Department of Linguistics, University of Washington, Seattle 98195 WA, USA.
Clinical Research Division, Fred Hutchinson Cancer Center, Seattle, WA, USA.
Infant Behav Dev. 2024 Jun;75:101943. doi: 10.1016/j.infbeh.2024.101943. Epub 2024 Mar 27.
In North America, the characteristics of a child's language environment predict language outcomes. For example, differences in bilingual language exposure, exposure to electronic media, and exposure to child-directed speech (CDS) relate to children's language growth. Recently, these predictors have been studied through the use of daylong recordings, followed by manual annotation of audio samples selected from these recordings. Using a dataset of daylong recordings collected from bilingually raised infants in the United States as an example, we ask whether two of the most commonly used sampling methods, random sampling and sampling based on high adult speech, differ from each other with regard to estimating the frequencies of specific language behaviors. Daylong recordings from 37 Spanish-English speaking families with infants between 4 and 22 months of age were analyzed. From each child's recording, samples were extracted in two ways (at random/based on high adult speech) and then annotated for Language (Spanish/English/Mixed), CDS, Electronic Media, Social Context, Turn-Taking, and Infant Babbling. Correlation and agreement analyses were performed, in addition to paired sample t-tests, to assess how the choice of one or the other sampling method may affect the estimates. For most behaviors studied, correlation and agreement between the two sampling methods was high (Pearson r values between 0.79 and 0.99 for 16 of 17 measures; Intraclass Correlation Coefficient values between 0.78 and 0.99 for 13 of 17 measures). However, interesting between-sample differences also emerged: the degree of language mixing, the amount of CDS, and the number of conversational turns were all significantly higher when sampling was performed based on high adult speech compared to random sampling. By contrast, the presence of electronic media and one-on-one social contexts was higher when sampling was performed at random. We discuss advantages of choosing one sampling technique over the other, depending on the research question and variables at hand.

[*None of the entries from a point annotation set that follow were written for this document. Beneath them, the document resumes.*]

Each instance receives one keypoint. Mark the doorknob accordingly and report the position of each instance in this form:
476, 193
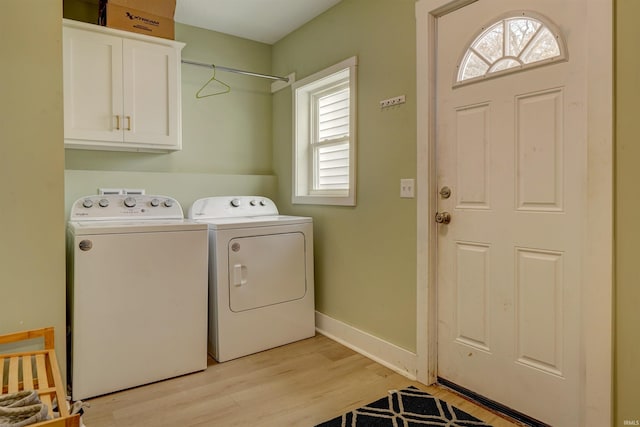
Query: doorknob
443, 217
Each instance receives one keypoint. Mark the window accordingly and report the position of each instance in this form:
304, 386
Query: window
324, 110
511, 44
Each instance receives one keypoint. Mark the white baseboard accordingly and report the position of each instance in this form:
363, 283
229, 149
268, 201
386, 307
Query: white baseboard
393, 357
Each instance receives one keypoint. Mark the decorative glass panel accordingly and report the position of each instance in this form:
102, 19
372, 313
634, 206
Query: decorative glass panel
510, 44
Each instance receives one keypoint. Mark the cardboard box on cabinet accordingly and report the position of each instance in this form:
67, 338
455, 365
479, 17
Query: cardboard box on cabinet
150, 17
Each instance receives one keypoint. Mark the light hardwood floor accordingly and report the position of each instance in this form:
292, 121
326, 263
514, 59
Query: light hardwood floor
300, 384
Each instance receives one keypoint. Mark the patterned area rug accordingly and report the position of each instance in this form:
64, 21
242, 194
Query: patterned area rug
406, 408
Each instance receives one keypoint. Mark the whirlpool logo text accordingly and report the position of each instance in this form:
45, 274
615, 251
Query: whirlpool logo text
142, 19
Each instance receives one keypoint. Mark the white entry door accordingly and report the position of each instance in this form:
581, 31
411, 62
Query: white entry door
511, 161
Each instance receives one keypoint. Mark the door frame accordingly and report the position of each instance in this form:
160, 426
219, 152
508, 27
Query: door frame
597, 265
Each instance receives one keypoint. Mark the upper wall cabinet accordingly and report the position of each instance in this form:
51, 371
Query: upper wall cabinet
121, 90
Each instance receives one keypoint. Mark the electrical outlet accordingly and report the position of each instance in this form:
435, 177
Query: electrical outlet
407, 188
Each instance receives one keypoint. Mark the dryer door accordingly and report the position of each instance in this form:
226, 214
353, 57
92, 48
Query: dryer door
266, 270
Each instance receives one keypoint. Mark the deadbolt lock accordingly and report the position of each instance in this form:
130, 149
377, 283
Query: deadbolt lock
445, 192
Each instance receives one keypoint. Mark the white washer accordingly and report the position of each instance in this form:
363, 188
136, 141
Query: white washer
137, 291
260, 275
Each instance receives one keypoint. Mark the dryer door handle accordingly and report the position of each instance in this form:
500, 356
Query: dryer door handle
239, 275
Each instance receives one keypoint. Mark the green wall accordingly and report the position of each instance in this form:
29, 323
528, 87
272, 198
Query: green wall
32, 266
365, 256
224, 134
226, 138
627, 211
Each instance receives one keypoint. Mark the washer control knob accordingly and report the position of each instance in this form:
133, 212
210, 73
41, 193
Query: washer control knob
129, 202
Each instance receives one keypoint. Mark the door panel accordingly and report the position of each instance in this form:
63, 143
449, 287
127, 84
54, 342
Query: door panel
512, 150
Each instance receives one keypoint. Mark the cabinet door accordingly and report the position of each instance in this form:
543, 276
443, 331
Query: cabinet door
93, 86
151, 104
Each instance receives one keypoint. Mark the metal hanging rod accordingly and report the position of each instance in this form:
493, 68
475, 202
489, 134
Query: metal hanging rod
233, 70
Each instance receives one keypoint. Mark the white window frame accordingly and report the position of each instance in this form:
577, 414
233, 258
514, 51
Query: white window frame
304, 123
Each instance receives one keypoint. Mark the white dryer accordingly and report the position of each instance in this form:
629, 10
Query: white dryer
260, 275
137, 292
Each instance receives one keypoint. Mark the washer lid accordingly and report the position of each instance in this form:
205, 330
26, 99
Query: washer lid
125, 207
128, 227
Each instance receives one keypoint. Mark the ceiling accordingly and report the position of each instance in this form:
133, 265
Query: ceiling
266, 21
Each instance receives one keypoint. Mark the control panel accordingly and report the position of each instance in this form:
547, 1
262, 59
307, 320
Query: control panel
231, 207
124, 207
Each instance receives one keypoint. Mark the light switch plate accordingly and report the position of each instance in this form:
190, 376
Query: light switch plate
407, 188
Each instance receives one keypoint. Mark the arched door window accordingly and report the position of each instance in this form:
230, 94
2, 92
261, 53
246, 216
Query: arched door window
515, 42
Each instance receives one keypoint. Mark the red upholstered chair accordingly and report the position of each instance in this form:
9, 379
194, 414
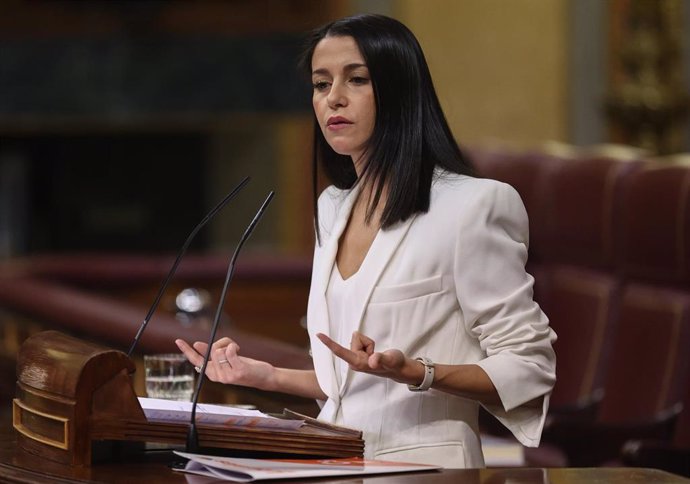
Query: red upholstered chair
582, 306
523, 172
645, 381
581, 196
671, 456
654, 234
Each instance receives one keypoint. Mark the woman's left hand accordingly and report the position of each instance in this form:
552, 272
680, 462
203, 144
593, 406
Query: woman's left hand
362, 357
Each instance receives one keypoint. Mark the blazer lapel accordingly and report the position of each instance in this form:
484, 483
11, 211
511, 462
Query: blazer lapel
380, 253
318, 320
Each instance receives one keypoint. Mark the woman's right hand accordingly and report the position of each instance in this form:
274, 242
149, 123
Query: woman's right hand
227, 366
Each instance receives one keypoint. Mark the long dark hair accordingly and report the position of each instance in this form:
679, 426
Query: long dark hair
411, 135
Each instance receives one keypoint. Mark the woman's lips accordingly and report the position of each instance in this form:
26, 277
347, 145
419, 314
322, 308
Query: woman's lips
337, 122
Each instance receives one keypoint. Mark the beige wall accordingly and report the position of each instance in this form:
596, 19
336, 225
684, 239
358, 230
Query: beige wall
500, 66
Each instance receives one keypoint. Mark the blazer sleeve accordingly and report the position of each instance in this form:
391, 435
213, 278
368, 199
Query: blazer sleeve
495, 295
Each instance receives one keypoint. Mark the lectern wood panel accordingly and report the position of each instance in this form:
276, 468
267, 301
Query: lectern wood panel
71, 393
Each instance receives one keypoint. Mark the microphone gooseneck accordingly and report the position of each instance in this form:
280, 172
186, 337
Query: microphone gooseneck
181, 253
192, 434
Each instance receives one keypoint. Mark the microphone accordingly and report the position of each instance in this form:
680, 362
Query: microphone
182, 251
192, 435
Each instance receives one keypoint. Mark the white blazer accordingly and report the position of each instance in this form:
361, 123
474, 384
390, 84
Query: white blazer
450, 285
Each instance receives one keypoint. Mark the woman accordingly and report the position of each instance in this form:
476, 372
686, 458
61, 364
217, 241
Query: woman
420, 309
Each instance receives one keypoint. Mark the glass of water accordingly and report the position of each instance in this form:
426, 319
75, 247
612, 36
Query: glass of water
169, 376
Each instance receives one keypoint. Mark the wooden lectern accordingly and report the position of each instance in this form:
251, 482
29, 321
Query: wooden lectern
71, 393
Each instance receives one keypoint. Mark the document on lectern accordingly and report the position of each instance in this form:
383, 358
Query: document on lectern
249, 470
157, 409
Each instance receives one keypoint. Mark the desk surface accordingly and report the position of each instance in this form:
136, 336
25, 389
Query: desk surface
152, 467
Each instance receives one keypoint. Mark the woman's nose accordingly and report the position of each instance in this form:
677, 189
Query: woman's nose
336, 96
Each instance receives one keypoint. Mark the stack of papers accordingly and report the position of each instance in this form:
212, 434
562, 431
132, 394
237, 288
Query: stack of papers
161, 410
248, 470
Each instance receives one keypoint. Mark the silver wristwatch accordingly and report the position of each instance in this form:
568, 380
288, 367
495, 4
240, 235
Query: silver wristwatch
428, 376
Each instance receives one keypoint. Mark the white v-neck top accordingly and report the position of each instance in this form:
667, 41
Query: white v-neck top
339, 299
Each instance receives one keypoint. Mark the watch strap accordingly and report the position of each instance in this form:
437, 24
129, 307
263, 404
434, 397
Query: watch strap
429, 371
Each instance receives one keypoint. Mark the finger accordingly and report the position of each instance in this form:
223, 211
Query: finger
222, 343
361, 342
194, 357
200, 347
232, 353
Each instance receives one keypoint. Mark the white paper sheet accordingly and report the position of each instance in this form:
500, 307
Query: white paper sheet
157, 409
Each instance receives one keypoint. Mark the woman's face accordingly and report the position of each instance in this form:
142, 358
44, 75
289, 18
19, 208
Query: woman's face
343, 96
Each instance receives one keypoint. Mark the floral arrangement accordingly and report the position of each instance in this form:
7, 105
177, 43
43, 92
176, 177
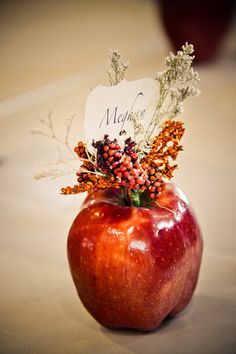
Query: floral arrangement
140, 167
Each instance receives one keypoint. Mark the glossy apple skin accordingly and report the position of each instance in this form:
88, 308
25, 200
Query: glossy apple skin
133, 266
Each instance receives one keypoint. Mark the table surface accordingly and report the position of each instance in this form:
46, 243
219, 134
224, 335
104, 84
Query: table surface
40, 311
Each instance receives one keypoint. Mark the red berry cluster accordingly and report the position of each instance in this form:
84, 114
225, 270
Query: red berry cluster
155, 180
131, 175
122, 164
109, 154
130, 150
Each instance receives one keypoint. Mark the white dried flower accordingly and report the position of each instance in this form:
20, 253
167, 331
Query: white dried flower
176, 84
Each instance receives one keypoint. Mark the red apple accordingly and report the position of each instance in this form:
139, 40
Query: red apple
133, 266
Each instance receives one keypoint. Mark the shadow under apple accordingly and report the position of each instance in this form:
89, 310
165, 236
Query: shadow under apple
208, 325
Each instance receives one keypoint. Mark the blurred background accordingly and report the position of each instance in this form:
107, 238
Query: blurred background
51, 54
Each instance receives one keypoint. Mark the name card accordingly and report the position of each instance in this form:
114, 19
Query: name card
110, 110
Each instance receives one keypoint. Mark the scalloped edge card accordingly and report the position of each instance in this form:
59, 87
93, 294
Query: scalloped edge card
110, 110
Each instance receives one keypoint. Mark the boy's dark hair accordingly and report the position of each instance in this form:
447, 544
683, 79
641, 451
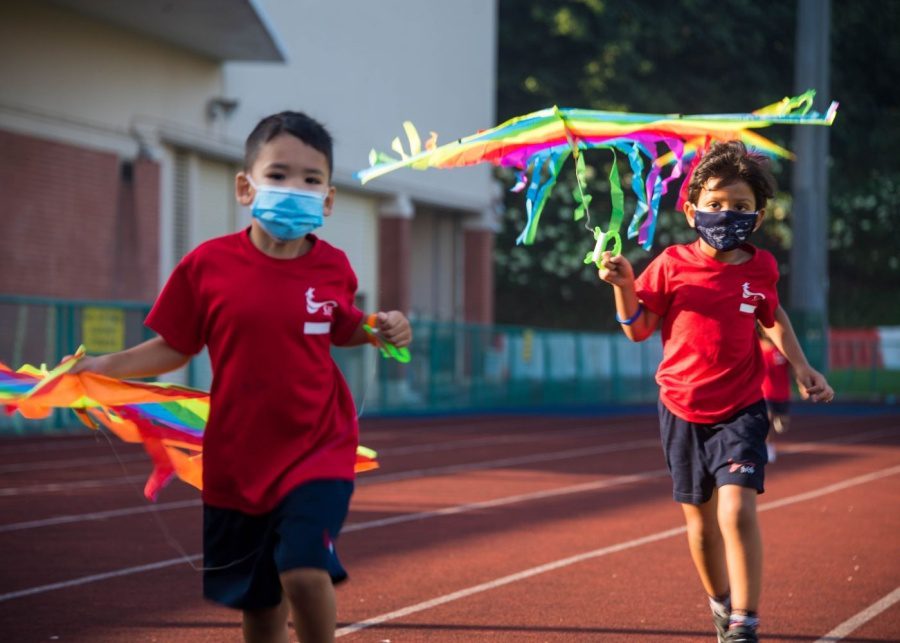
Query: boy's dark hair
730, 162
297, 124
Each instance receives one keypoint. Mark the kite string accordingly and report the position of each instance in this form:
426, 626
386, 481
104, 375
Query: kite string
170, 539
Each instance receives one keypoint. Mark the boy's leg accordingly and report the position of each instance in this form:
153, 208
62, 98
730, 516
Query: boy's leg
267, 625
707, 547
311, 595
309, 520
743, 545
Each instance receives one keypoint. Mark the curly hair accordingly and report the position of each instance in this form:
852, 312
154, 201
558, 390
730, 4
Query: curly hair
730, 162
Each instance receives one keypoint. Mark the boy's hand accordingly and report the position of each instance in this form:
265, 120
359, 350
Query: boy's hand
813, 385
86, 363
395, 328
616, 270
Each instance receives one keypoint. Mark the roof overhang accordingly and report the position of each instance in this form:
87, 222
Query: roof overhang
223, 30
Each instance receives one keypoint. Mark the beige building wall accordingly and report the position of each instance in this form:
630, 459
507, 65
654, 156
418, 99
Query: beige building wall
361, 67
76, 79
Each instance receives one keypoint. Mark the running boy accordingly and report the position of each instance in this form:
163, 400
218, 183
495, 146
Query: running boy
706, 297
776, 390
280, 446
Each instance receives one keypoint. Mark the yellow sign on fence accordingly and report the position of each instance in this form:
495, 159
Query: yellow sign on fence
103, 329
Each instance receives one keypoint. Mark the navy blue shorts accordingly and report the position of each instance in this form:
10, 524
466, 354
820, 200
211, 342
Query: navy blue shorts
244, 554
703, 457
778, 408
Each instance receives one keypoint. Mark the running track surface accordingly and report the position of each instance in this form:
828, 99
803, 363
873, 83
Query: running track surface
474, 529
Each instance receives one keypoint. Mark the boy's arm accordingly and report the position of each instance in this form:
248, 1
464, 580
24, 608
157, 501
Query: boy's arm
153, 357
393, 326
618, 272
812, 383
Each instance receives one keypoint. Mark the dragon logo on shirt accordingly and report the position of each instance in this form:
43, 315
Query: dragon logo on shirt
312, 306
749, 294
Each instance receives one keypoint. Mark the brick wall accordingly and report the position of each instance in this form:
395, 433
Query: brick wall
73, 224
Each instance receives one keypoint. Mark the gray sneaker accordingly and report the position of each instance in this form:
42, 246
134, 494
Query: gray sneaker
741, 634
721, 623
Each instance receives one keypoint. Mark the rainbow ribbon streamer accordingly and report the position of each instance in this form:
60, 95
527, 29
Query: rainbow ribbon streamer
168, 420
538, 145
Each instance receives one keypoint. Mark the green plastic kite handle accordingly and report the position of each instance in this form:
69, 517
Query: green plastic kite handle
388, 350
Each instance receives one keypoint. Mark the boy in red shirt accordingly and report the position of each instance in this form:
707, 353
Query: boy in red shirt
707, 297
776, 390
280, 445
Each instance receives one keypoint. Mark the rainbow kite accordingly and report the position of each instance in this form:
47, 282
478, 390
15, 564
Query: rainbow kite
538, 144
167, 419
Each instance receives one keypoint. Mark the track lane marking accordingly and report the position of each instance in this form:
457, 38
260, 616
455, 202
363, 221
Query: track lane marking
855, 622
472, 590
596, 553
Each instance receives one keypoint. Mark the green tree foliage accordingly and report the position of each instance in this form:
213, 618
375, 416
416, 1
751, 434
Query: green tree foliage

在北美,儿童语言环境的特点可以预测其语言发展结果。例如,双语语言接触、电子媒体接触和儿童导向性言语(CDS)接触的差异与儿童的语言发展有关。最近,这些预测因素已通过使用全天录音,然后手动注释从这些录音中选择的音频样本的方法进行了研究。我们以从美国双语儿童中收集的全天录音数据集为例,询问两种最常用的采样方法(随机采样和基于高成人语音的采样)在估计特定语言行为的频率方面是否存在差异。分析了来自 37 个西班牙语-英语双语家庭的 4 至 22 个月大婴儿的全天录音。从每个孩子的录音中,以两种方式(随机/基于高成人语音)提取样本,然后对语言(西班牙语/英语/混合语)、CDS、电子媒体、社会背景、轮流发言和婴儿咿呀学语进行注释。除了配对样本 t 检验外,还进行了相关性和一致性分析,以评估选择一种或另一种采样方法如何影响估计值。对于研究的大多数行为,两种采样方法之间的相关性和一致性都很高(17 项测量中的 16 项的 Pearson r 值在 0.79 到 0.99 之间;17 项测量中的 13 项的 ICC 值在 0.78 到 0.99 之间)。然而,也出现了有趣的样本间差异:与随机采样相比,基于高成人语音采样时,语言混合程度、CDS 量和对话轮次都显著更高。相比之下,当随机采样时,电子媒体和一对一社会背景的出现频率更高。我们将讨论根据研究问题和手头的变量选择一种采样技术而不是另一种采样技术的优势。